- Volvo sale to Chinese Geely tests marque’s quality image
- Production rumored to move to PRC
- As globalization takes hold, will the Swedish image for quality and safety remain?
By Gunnar Heinrich | IMG Geely Group
SWEDEN’S strongest “brand” (hate that bloody term) is about to have its Swedishness tested.
Since FoMoCo has announced Volvo sale to Chinese fridge maker Geely for a rumored $2 Billion, it’s being suggested from scholarly sects that the bulk of Volvo production will be moved to China.

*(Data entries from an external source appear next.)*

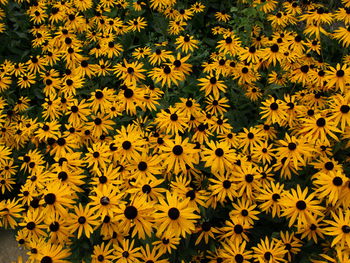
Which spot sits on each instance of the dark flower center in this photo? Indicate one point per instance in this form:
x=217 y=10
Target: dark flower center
x=81 y=220
x=249 y=178
x=329 y=166
x=63 y=176
x=50 y=199
x=31 y=225
x=340 y=73
x=130 y=212
x=54 y=227
x=173 y=213
x=102 y=179
x=301 y=205
x=267 y=255
x=219 y=152
x=292 y=146
x=104 y=200
x=239 y=258
x=178 y=150
x=238 y=229
x=46 y=259
x=345 y=229
x=337 y=181
x=344 y=108
x=226 y=184
x=142 y=166
x=321 y=122
x=206 y=226
x=146 y=189
x=276 y=197
x=244 y=212
x=274 y=106
x=191 y=194
x=126 y=145
x=128 y=93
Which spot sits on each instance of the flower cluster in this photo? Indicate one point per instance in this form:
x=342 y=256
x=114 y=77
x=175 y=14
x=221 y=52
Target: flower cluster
x=162 y=131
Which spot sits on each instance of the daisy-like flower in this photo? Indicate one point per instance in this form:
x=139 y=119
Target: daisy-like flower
x=274 y=111
x=125 y=252
x=83 y=220
x=137 y=24
x=186 y=43
x=270 y=251
x=177 y=154
x=137 y=216
x=212 y=85
x=131 y=73
x=301 y=207
x=338 y=77
x=318 y=127
x=102 y=254
x=329 y=185
x=166 y=75
x=175 y=216
x=236 y=252
x=340 y=228
x=105 y=200
x=218 y=156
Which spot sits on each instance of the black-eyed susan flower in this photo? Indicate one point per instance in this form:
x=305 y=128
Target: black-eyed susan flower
x=174 y=216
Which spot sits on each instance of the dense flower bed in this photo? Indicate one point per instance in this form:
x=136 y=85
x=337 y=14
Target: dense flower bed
x=176 y=131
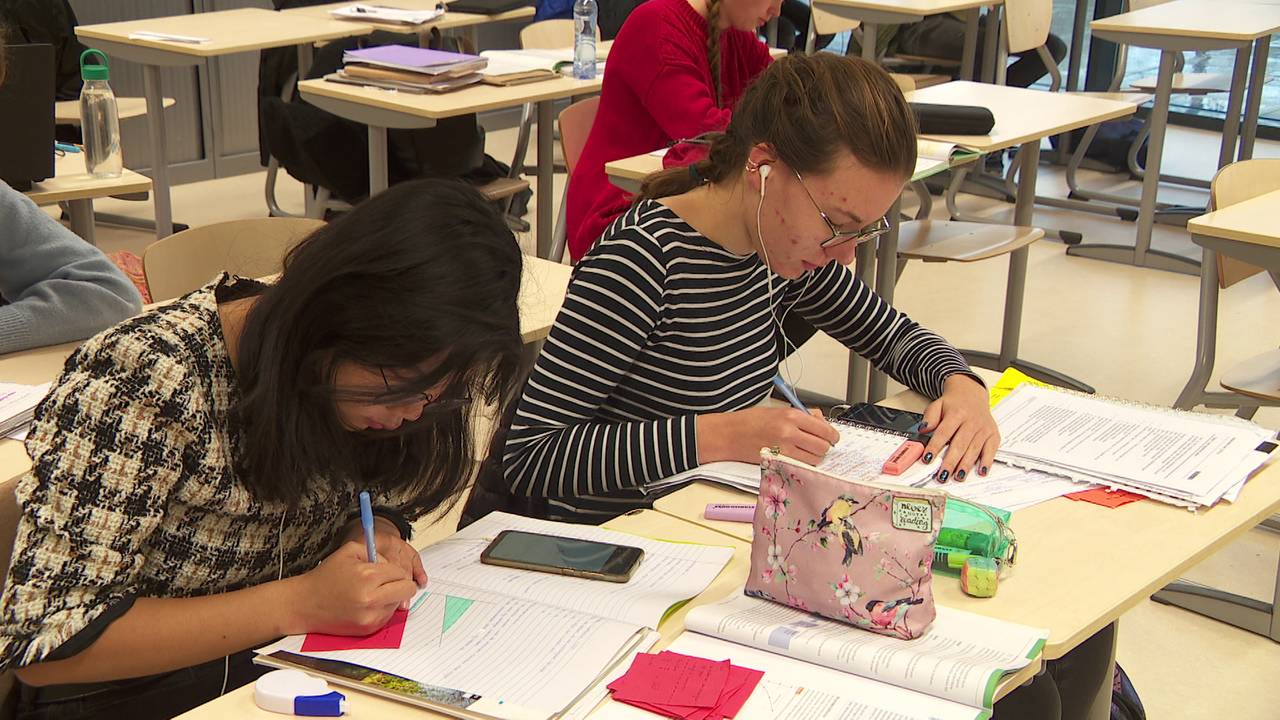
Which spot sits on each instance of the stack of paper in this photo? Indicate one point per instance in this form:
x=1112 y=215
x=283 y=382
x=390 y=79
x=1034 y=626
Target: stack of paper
x=685 y=687
x=408 y=69
x=1187 y=459
x=387 y=14
x=17 y=408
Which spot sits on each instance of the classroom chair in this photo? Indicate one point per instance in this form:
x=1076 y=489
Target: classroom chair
x=575 y=124
x=254 y=249
x=1184 y=83
x=1255 y=382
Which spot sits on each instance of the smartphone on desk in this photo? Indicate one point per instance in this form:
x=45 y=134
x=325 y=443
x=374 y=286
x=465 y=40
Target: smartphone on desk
x=563 y=556
x=878 y=417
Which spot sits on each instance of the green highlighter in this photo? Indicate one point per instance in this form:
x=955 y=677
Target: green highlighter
x=972 y=529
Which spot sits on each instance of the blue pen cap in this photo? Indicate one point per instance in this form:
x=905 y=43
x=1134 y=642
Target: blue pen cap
x=329 y=705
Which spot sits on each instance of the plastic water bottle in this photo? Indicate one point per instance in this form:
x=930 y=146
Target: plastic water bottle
x=585 y=13
x=100 y=119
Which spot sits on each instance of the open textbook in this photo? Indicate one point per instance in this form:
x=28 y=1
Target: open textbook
x=817 y=669
x=484 y=641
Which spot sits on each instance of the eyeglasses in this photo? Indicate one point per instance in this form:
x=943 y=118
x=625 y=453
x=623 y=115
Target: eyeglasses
x=839 y=236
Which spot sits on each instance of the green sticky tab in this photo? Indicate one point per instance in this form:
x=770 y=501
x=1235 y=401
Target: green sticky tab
x=455 y=607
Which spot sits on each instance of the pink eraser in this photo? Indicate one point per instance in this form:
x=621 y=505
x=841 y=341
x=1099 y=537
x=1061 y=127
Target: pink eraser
x=731 y=511
x=904 y=458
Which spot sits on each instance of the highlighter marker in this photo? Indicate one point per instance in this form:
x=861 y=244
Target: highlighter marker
x=731 y=511
x=904 y=458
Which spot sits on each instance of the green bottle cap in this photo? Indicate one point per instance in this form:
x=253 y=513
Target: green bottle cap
x=94 y=72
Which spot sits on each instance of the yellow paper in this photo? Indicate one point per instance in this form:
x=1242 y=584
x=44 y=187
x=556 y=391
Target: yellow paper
x=1009 y=379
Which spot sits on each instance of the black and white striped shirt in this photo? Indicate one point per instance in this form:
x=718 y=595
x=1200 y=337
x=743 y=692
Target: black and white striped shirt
x=661 y=324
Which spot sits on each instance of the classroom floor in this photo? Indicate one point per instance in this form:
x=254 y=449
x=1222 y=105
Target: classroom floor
x=1129 y=332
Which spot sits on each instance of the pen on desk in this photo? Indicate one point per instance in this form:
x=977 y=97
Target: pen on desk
x=366 y=519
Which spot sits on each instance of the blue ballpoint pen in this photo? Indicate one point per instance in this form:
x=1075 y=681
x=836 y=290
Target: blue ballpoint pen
x=789 y=393
x=366 y=519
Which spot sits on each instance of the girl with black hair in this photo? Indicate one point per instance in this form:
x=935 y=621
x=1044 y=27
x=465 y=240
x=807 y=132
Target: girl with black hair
x=196 y=469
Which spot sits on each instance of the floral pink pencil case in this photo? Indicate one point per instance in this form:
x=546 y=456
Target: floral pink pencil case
x=850 y=551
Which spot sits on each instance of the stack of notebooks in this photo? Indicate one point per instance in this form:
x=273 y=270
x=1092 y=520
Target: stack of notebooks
x=408 y=69
x=483 y=641
x=1187 y=459
x=18 y=406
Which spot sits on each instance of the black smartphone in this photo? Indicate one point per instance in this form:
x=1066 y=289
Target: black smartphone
x=563 y=556
x=878 y=417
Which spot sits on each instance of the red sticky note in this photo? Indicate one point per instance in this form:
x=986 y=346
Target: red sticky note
x=1105 y=497
x=388 y=638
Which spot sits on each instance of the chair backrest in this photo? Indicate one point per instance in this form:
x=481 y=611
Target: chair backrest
x=575 y=124
x=1235 y=183
x=549 y=35
x=183 y=261
x=1027 y=23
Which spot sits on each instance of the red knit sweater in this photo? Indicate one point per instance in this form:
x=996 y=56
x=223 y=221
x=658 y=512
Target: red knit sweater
x=657 y=89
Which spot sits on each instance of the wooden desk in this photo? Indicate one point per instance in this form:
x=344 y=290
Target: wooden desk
x=240 y=702
x=1023 y=118
x=67 y=112
x=382 y=109
x=449 y=21
x=1171 y=28
x=228 y=31
x=1070 y=575
x=872 y=13
x=1246 y=231
x=542 y=291
x=78 y=190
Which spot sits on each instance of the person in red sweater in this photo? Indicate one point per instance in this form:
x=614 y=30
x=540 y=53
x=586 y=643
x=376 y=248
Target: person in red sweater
x=658 y=89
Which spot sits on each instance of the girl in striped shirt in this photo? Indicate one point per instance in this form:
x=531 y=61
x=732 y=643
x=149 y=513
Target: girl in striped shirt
x=671 y=332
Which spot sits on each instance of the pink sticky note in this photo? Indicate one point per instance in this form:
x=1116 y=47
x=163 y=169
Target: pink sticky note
x=388 y=638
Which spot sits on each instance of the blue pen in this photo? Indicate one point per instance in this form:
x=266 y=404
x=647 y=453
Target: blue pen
x=789 y=393
x=366 y=519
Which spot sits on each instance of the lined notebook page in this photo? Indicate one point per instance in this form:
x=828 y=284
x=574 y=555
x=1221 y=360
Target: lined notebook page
x=670 y=573
x=506 y=648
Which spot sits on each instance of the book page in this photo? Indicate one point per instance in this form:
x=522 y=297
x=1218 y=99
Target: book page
x=1187 y=455
x=800 y=691
x=508 y=651
x=668 y=574
x=961 y=657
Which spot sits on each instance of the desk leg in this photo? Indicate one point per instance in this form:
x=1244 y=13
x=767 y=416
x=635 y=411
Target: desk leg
x=991 y=44
x=886 y=278
x=1232 y=121
x=1206 y=336
x=159 y=158
x=869 y=41
x=82 y=218
x=378 y=177
x=864 y=265
x=545 y=178
x=1024 y=215
x=970 y=44
x=1141 y=253
x=1251 y=108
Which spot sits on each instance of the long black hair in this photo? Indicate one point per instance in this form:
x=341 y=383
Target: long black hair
x=424 y=273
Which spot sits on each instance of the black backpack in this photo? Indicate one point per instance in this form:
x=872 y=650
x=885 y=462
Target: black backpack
x=50 y=22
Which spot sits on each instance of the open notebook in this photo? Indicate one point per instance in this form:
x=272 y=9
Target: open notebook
x=494 y=642
x=817 y=669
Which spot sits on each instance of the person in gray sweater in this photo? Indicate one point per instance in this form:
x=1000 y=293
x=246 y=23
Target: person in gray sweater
x=54 y=287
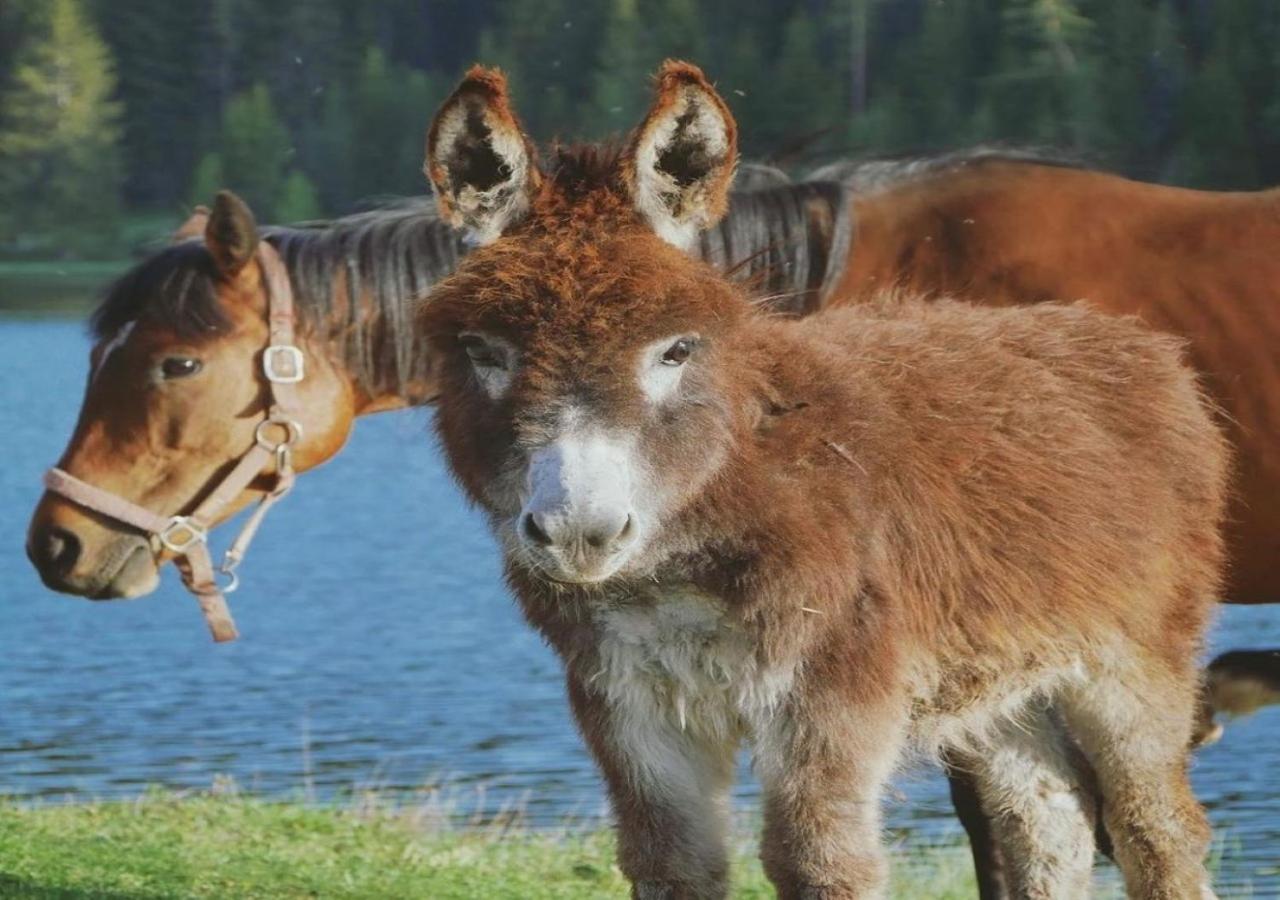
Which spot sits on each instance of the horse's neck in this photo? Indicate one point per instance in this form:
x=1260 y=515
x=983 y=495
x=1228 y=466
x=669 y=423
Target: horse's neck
x=359 y=283
x=786 y=242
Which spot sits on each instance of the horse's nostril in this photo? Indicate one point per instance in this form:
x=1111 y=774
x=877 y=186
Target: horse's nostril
x=56 y=551
x=534 y=531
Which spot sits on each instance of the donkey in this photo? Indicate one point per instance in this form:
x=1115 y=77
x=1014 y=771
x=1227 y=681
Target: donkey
x=844 y=538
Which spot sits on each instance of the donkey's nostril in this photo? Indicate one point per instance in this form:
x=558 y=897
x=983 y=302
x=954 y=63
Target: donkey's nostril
x=534 y=531
x=607 y=533
x=55 y=551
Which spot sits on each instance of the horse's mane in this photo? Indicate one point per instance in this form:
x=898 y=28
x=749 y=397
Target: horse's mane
x=389 y=257
x=873 y=174
x=789 y=242
x=781 y=242
x=342 y=270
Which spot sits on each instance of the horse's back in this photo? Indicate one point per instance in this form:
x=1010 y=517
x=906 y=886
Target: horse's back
x=1198 y=264
x=1046 y=467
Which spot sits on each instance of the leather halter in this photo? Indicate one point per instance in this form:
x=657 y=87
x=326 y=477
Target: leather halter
x=187 y=537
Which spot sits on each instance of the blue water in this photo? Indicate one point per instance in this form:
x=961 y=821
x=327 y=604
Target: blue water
x=379 y=650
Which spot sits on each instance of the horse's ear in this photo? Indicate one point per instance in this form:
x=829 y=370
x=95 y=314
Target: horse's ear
x=479 y=159
x=193 y=227
x=680 y=161
x=231 y=233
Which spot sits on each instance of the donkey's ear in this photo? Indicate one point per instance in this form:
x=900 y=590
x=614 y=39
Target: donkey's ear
x=479 y=159
x=680 y=161
x=231 y=233
x=193 y=227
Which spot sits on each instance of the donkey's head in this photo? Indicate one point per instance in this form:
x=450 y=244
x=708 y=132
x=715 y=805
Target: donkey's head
x=586 y=396
x=176 y=396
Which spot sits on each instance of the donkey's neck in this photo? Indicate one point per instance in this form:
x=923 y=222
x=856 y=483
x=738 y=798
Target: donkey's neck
x=357 y=282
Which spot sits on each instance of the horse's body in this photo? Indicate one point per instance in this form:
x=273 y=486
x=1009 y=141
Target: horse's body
x=912 y=524
x=356 y=279
x=1197 y=264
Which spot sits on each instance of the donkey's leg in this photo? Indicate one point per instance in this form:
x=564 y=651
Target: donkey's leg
x=1041 y=799
x=1136 y=726
x=988 y=864
x=668 y=789
x=823 y=775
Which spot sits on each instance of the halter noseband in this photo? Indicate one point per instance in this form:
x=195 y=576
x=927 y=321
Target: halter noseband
x=187 y=537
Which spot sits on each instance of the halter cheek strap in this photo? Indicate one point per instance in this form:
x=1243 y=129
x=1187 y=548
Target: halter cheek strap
x=187 y=537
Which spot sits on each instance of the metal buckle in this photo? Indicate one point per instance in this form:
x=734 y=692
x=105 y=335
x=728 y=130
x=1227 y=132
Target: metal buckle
x=270 y=364
x=196 y=534
x=292 y=434
x=228 y=569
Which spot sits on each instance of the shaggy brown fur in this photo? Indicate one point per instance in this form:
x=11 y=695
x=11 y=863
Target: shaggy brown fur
x=872 y=529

One such comment came from a Professor Bailey from the Coventry Business School who told the BBC that in his humble-but-ultimately-professional-opinion R&D would stay in Goteborg but the majority of assembly would happen in the PRC.
This despite the fact that Professor Bailey’s native Jaguar still has the bulk of its cars manufactured in the UK despite Indian ownership.
Still, if such hypothesis proved to true and given that Chinese cars currently enjoy a public relations image for safety that’s as solid as coke can folding under a tire, there seems to be much for Geely to gain domestically and much for Volvo to lose internationally.
Particularly in its home EU market.
Frankly, it’s easy to see Volvo customers taking issue with a $40K luxury wagon that preaches safety and quality as its strongest suits when its assembled in a market that historically values neither commodity.